The Washington Charter Phoenix Rises
I have a love-hate relationship with the courts—a fact well known to my readers. From Douglas County vouchers to tire scraps in Missouri to Thompson union battles (even though logic eventually prevailed in that case) to decisions on teacher tenure and forced tribute payment by non-union members, I often find myself befuddled by the apparent lack of ability (desire?) on the part of some courts to do stuff that makes sense.
But even among all that silliness, one decision really stands out as the most surprising in the last couple of years: a decision by the Washington Supreme Court to declare the state’s charter school law unconstitutional. Huh?
I wrote last September about the unpleasant surprise that was the Washington Supreme Court’s charter school ruling. I simply couldn’t wrap my head around the idea of a court striking down something as firmly rooted as charter schools.
According to the National Alliance for Public Charter Schools, there are more than 6,700 public charter schools in America. Those schools serve 2.9 million kids across more than 40 states. In Colorado alone, charters serve 108,000 kids—about 12 percent of all public school kids in the state—in 226 schools. Charter laws have been around for more than 25 years. Until Washington, the laws had withstood legal challenges in every state where they’d been brought, including Colorado.
Charter schools are not some new-fangled experiment or radical idea. They are an inerasable part of the American public school system. Well, except in Washington, where a panel of unelected judges decided that an obscure ruling from 1909 provided enough of a legal platform to outlaw them entirely. Or at least they thought that would be the result.
As it turns out, the desire for choice in education is a hard thing to kill. As I’ve said before, the war for choice is already over. It’s just a matter of time until the last remnants of the anti-choice sand castle crumble under the ever-expanding wave of educational choice. If you need additional evidence, look no further than Washington’s charter school phoenix, which even now is rising out of the court-created ashes.
That’s right. Washington recently passed a new version of its charter law that bypasses the Washington Supreme Court’s decision by drawing money from a different source. More specifically, the schools will now be funded by the state lottery rather than the general fund, which gets around the restriction on state general funding of charter schools (don’t ask me how exactly it does that, I’m no Washington lawyer).
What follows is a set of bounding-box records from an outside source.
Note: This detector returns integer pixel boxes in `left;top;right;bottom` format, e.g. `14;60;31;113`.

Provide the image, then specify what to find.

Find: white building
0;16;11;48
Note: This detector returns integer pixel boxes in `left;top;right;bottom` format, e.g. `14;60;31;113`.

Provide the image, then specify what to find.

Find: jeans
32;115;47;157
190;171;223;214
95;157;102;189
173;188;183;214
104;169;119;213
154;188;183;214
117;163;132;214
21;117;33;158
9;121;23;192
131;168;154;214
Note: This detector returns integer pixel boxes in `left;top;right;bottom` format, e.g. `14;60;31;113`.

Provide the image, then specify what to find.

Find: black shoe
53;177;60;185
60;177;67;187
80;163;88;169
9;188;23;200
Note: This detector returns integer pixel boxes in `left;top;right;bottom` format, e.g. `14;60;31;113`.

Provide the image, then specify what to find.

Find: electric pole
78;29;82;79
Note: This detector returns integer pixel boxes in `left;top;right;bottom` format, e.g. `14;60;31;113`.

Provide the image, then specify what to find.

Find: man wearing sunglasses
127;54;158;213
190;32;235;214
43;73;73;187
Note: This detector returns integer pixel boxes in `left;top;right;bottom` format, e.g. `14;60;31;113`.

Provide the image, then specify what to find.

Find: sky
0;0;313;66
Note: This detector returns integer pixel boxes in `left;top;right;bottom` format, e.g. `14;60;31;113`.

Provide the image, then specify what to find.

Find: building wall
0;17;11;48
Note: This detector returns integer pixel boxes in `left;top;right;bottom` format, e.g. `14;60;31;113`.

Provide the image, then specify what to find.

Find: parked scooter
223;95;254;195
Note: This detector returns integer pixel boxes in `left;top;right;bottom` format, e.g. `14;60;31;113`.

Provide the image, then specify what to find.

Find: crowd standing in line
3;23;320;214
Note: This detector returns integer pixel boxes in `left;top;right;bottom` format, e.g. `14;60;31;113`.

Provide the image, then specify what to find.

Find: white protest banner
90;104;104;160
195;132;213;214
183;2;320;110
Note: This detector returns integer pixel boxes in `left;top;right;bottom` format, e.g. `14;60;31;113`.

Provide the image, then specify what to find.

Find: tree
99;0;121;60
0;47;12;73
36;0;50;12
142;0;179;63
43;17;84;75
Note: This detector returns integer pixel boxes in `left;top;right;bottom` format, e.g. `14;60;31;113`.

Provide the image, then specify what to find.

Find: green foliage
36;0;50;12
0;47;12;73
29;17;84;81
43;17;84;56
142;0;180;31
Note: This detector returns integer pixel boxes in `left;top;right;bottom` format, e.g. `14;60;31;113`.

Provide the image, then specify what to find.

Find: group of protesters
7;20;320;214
Oh, you hadn’t heard the news? I’m not surprised. The new law wasn’t exactly adopted with pomp and circumstance. In fact, Governor Inslee refused to sign or veto the bill, simply allowing it to become law without his input one way or the other. Apparently, that’s something you can do in Washington if you happen to lack the political spine to stand for or against something. It’s the first time a Washington governor has taken this passive route for 35 years. I’m sure the decision had nothing to do with Inslee’s reelection campaign, or the fact that he was recently endorsed by the Washington Education Association’s Political Action Committee—the self-proclaimed largest PAC in the state.
Grudgingly enacted or not, choice lives on in Washington despite the establishment’s best efforts to kill it. I applaud Washington’s legislators for doing the right thing for kids rather than siding with the union. I’ll go home today smiling about the bright futures that lie ahead for the state’s charter kids.
But the price of liberty is eternal vigilance, and already the union is rumbling about taking another stab at Washington’s charters. I don’t know exactly how that fight will play out, but I do know one thing: Freedom for parents and students will prevail in the end. The tide always wins.